The cost to the EU is upward of 150 billion euros/year. Us is probably comparable but we don't know because of lack of access to health care.

Endocrine disrupters on Pubmed.gov brings back a lot of hits.

NickB79

(19,243 posts)
8. Southeast Asia is in the grip of a massive heatwave right now
Sun May 1, 2016, 11:39 AM
May 2016
https://www.wunderground.com/blog/weatherhistorian/extraordinary-heat-wave-sweeps-southeast-asia-and-points-beyond

What is most likely the most intense heat wave ever observed in Southeast Asia has been ongoing for the past several weeks. All-time national heat records have been observed in Cambodia, Laos, and (almost) in Thailand, Malaysia, Singapore, and Vietnam.

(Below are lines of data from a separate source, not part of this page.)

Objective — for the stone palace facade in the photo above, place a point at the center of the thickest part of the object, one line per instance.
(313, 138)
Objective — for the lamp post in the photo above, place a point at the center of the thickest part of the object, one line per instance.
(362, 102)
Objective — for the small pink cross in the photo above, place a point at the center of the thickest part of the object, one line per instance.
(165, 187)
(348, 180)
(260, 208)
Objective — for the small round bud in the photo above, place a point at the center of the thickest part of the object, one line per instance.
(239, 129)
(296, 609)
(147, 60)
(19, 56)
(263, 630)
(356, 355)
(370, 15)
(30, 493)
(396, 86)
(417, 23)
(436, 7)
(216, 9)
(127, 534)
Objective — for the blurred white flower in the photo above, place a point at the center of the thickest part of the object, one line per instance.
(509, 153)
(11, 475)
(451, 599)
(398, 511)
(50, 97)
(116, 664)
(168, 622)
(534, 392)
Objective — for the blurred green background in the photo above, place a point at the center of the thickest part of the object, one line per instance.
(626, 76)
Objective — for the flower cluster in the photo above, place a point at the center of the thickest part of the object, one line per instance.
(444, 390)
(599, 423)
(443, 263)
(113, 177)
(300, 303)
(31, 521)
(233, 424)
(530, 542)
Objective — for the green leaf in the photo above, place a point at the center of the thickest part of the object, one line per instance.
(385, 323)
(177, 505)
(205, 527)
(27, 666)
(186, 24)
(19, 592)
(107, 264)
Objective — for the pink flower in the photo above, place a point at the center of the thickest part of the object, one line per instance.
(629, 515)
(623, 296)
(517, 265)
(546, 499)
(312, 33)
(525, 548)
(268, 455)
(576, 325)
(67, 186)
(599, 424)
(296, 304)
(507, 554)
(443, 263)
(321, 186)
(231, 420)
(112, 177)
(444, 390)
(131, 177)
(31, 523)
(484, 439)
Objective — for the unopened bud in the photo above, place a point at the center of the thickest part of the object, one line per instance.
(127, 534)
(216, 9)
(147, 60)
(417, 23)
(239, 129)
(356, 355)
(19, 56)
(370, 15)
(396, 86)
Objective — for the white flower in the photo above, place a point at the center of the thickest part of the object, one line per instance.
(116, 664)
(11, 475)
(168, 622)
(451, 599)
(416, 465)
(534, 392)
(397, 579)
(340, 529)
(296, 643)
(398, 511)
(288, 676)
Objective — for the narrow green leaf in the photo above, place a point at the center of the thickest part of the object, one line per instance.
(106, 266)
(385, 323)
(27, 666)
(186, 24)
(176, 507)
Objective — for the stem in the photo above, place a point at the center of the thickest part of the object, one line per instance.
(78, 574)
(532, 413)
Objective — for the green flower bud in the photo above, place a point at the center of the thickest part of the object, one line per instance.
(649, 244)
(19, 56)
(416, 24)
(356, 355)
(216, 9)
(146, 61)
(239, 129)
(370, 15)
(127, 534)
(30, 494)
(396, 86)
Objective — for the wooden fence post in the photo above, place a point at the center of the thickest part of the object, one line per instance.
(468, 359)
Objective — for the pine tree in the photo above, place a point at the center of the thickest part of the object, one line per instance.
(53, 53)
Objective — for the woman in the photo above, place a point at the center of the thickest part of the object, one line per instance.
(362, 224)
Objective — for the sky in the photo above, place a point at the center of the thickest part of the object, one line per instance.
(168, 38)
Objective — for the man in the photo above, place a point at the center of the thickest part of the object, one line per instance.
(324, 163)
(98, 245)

Meanwhile extreme heat has resulted in all-time record high temperatures in the Maldives, India, China, and portions of Africa as well. Here are the details.


That alone is enough to explain a lot of the fish deaths going on now.

sofa king

(10,857 posts)
10. Sure could be.
Sun May 1, 2016, 02:20 PM
May 2016

Water temperature is one of the primary causes of fish-kills. The higher the temperature over 20 deg C (68 F), the lower the dissolved oxygen.

https://en.wikipedia.org/wiki/Hypoxia_in_fish

https://en.wikipedia.org/wiki/Fish_kill

 

riderinthestorm

(23,272 posts)
12. Climate change is already killing. In 1970 there were no recorded heatwaves
Mon May 2, 2016, 09:32 AM
May 2016

They were so rare as to be considered anomalies.

Now we track them since they happen so regularly. Russia's last heat wave killed 55,000 people.


Coventina

(27,120 posts)
11. Fish farming has been an important way to earn oneself out of poverty in Vietnam.
Sun May 1, 2016, 03:10 PM
May 2016

I am not at all surprised that there would be civil unrest over the issue, whatever the cause happens to be.